Знахарка смущенно потупилась и этим выдала себя с головой. Несомненно, она подглядывала за странной парой. Как же пропустить такое?
– Я подумала, вдруг с ними что-то случится? – неохотно молвила она. – Беда там поселилась. Вот я и посмотрела мимоходом в окошко.
– Что вы увидели?
– Срам один… – хихикнула Митрофаниха. – Бабу голую!.. Стоит посреди горницы, в чем мать родила, а мужик вокруг ней колдует. Я чуть с ящика не свалилась!
Она поняла, что сболтнула лишнего, и схватилась за голову.
– Ой, батюшки! У меня мигрень разыгралась…
Ящик-то бабка загодя приготовила и в кустах запрятала, чтобы до окна доставать. Любопытство сильнее страха. Похоже, прошлый неприятный опыт ничему ее не научил.
– Что же вы, злого духа не боитесь? – съязвил сыщик.
– Боюсь, милай, – запричитала она. – Как не бояться-то? Только у меня молитва супротив него припасена.
В тот вечер знахарка, взобравшись на ящик, забормотала было нужные слова, но при виде «голой бабы» все забыла. Слезла с ящика и давай бог ноги.
– Спасибо вам, Авдотья Митрофановна, – поблагодарила ее Глория и подала Лаврову знак уходить. – Дайте нам какой-нибудь травки для пищеварения.
Старушка, кряхтя, поднялась с табурета и скрылась в доме. Вернувшись с мешочком сушеного снадобья, она подробно рассказала, как его принимать. Глория заплатила, отказалась от сдачи, и Митрофаниха расцвела. Такая сумма ей редко перепадала.
– Заходите еще…
Уже за калиткой Лавров спросил:
– Зачем тебе новый хозяин? Что ты задумала?
– Важнее понять, что он задумал!
– Тебе-то какая разница?
– В прошлый раз, когда Митрофаниху ударили по голове, она подсмотрела обряд каббалы, который совершался в доме.
– Ой, не смеши меня! Обряд! Глупость одна. Блестки, красное вино, уксус и сомнительные заклинания. В результате ничего не вышло, как ты помнишь.
– То, что не вышло у одного, может выйти у другого.
– Ты серьезно?
– Если хочешь вызвать царицу Савскую, достань один лот[4] золота в виде порошка, возьми порцию винного уксуса и порцию красного вина, тщательно смешай их в круглой посудине… разденься догола, намажься тем, что получилось, и вымолви в голос: «Ты, царица Савская, явись в полчаса и не причини вреда или какого иного ущерба…»
Лавров остановился, повернулся к Глории и взял ее за плечи.

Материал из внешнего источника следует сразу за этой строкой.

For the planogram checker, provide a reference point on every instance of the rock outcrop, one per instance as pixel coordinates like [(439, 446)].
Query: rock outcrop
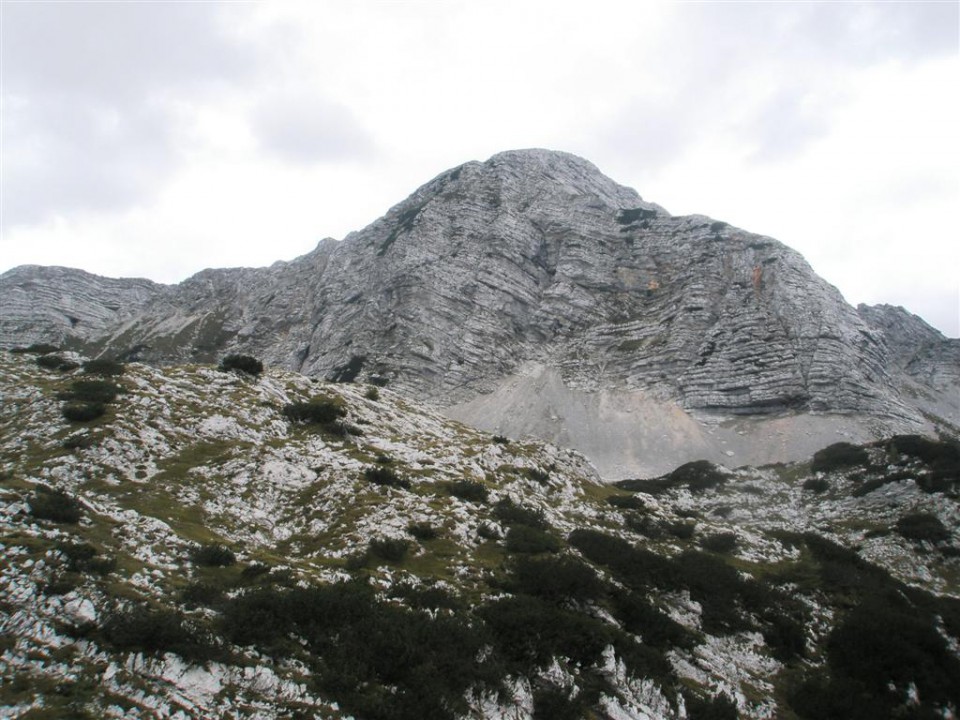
[(530, 259)]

– Речь идет о той смеси, которой намазалась Маргарита, чтобы превратиться в ведьму?
– Я не шучу, Рома.
– Но это же… сказки про белого бычка. Зачем кому-то вызывать какую-то мифическую царицу Савскую? По-моему, новый хозяин привез на дачу любовницу не для колдовских заклинаний, а для банального секса.
– Одно другому не помеха.
– Давай смотреть на вещи проще. Человек приобрел дом в деревне, где его никто не знает. Чтобы вдали от городской суеты уединяться вместе с дамой сердца, не боясь сплетен и пересудов. А то, что барышня была голая, – естественно. Ты не находишь?
– Нахожу. Она разделась, чтобы намазаться ритуальной смесью.
Сыщик отпустил Глорию и раздраженно всплеснул руками.
– Ладно. Допустим. О’кей! Они совершали обряд. На здоровье! Нам-то что за дело?